Alla casella dell’Economia Matteo Salvini, in particolare, e Luigi Di Maio avevano indicato Paolo Savona, economista 81enne con lunga carriera in Banca d’Italia, Confindustria, holding bancarie e ministro nel Governo Ciampi. Un uomo della vecchia politica, un esponente di quell’establishment che ha portato l’Italia al baratro attuale – in altri momenti, supponiamo, avrebbero usato questa terminologia – nonché sostenitore dell’uscita dell’Italia dell’euro. Le sue teorie, infatti, non lambiscono esclusivamente la sponda di coloro che vogliono modificare nelle sedi opportune il funzionamento delle Istituzioni europee. Ma anche quella ben più allarmante – e in preoccupante espansione – di coloro che all’euro vogliono dire “Arrivederci” e senza grazie aggiunto.
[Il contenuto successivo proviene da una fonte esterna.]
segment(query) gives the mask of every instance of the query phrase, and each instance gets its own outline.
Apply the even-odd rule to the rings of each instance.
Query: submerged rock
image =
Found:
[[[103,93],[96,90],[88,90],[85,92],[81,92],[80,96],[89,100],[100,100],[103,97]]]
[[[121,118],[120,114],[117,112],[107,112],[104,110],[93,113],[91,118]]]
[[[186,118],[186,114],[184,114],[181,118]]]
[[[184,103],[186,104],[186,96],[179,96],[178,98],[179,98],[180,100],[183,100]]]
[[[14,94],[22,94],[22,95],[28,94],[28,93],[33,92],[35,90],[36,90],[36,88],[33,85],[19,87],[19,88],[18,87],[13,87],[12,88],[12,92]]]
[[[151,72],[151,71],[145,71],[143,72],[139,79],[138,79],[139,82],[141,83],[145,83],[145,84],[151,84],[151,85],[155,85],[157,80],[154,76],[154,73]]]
Sin dalle prime indiscrezioni su Savona, il Quirinale ha fatto trapelare dell’irritazione. Confidando, però, in una responsabilità delle forze in questione ha comunque conferito mandato politico a Giuseppe Conte (politico chi?). Contestualmente i mercati finanziari hanno iniziato ad oscillare: come Savona non era oggetto di discussione, così l’Italia è entrata in una bolla speculativa tale da far schizzare lo spread vicino a quota 300 nella giornata di venerdì.
Fuga dei capitali e debito pubblico a rischio. Astenendoci un attimo dall’agone politico, si può considerare motivata la preoccupazione di Sergio Mattarella. Certamente, si può deprecare la costante presenza della finanza nelle vita politica di un Paese, ma tale è, soprattutto quando si Governa in deficit. Inoltre, porre all’economia un Ministro con idee non sottoposte al giudizio/volontà popolare avrebbe potuto creare dubbi di legittimità (Né il M5S né la Lega nelle loro campagne elettorali hanno sostenuto la necessità di uscire dall’euro; (qui l’ormai famoso scambio di battute durante “Otto e Mezzo” tra Lilli Gruber e Laura Castelli, M5S).
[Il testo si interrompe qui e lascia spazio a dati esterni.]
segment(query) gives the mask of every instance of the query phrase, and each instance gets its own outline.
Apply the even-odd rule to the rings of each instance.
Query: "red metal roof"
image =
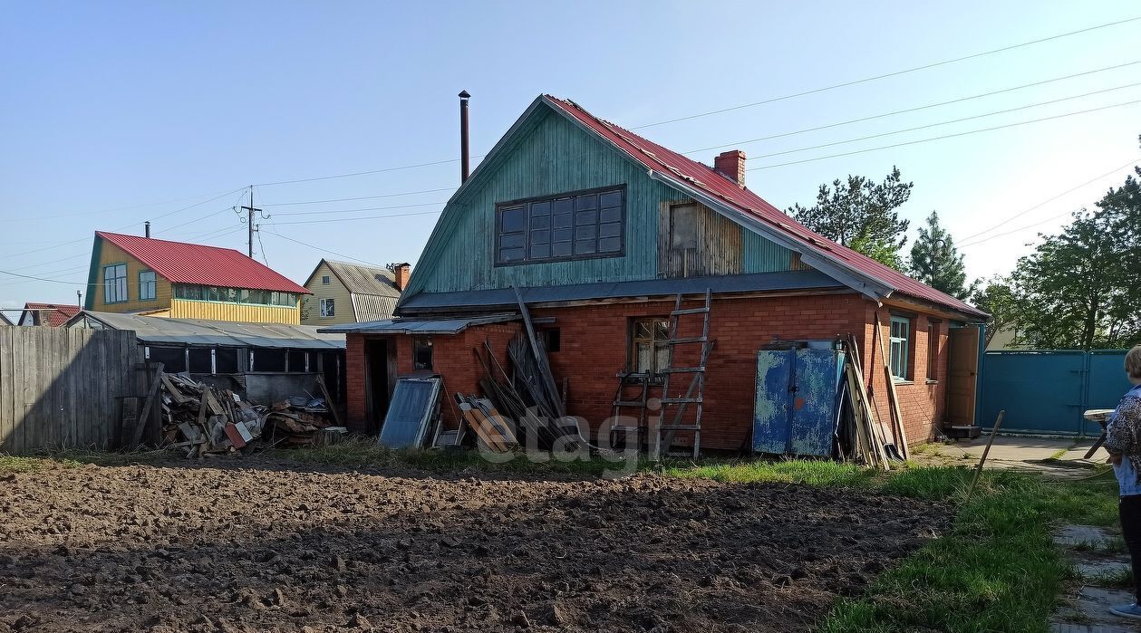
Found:
[[[43,316],[43,322],[40,325],[50,325],[51,327],[59,327],[60,325],[67,323],[67,319],[79,314],[79,306],[67,306],[60,303],[37,303],[34,301],[29,301],[24,303],[24,311],[29,310],[47,310],[40,313]],[[23,320],[23,319],[21,319]]]
[[[102,230],[97,230],[95,235],[127,251],[160,276],[176,284],[313,294],[305,286],[291,282],[268,266],[258,263],[257,260],[234,249]]]
[[[985,313],[981,313],[978,308],[969,306],[949,294],[939,292],[891,267],[884,266],[847,246],[841,246],[832,240],[808,229],[776,206],[766,202],[761,196],[754,194],[748,188],[737,186],[736,181],[721,176],[709,165],[687,159],[630,130],[598,119],[574,102],[559,99],[550,95],[545,95],[544,97],[556,107],[599,133],[647,169],[673,175],[687,184],[703,189],[714,197],[766,222],[775,230],[783,232],[793,237],[804,244],[810,251],[825,251],[833,259],[840,260],[851,269],[882,282],[900,294],[931,301],[969,315],[985,316]]]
A conferma della volontà del Colle di dar vita ad un Esecutivo politico – a microfoni spenti è stato comunicato che l’alternativa proposta era Giancarlo Giorgetti, braccio destro di Matteo Salvini dal temperamento per nulla accomodante nei confronti dell’Europa. Proprio il leader leghista, però, ha opposto un fermo “no”. Immediati i sospetti della base pentastellata: può Matteo Salvini aver ordito un piano contro il M5S al fine di non far partire il Governo? E Silvio Berlusconi? Mai pubblicamente rotta la coalizione di centrodestra e, secondo gli ultimi sondaggi e recenti elezioni regionali, la popolarità della Lega è in ascesa, ma senza la stampella azzurra la maggioranza è lontana.
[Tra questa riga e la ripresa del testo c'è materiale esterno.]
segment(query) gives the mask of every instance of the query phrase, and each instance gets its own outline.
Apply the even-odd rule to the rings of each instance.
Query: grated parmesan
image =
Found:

Le reazioni al discorso al discorso di Mattarella delineano un’aspra rottura istituzionale: Luigi Di Maio e Giorgia Meloni hanno invocato la messa in stato d’accusa del presidente della Repubblica – fortunatamente rientrata ormai – ricorrendo all’art. 90 Cost, le cui conseguenza sarebbero gravissime nonché un unicum nella storia repubblicana. Tuttavia, come scritto in un pubblica lettera sottoscritta dai migliori costituzionalisti (qui il testo), non sussistono i presupposti per avviare la procedura.
Perché appellarsi? È, chiaramente, iniziata la campagna elettorale.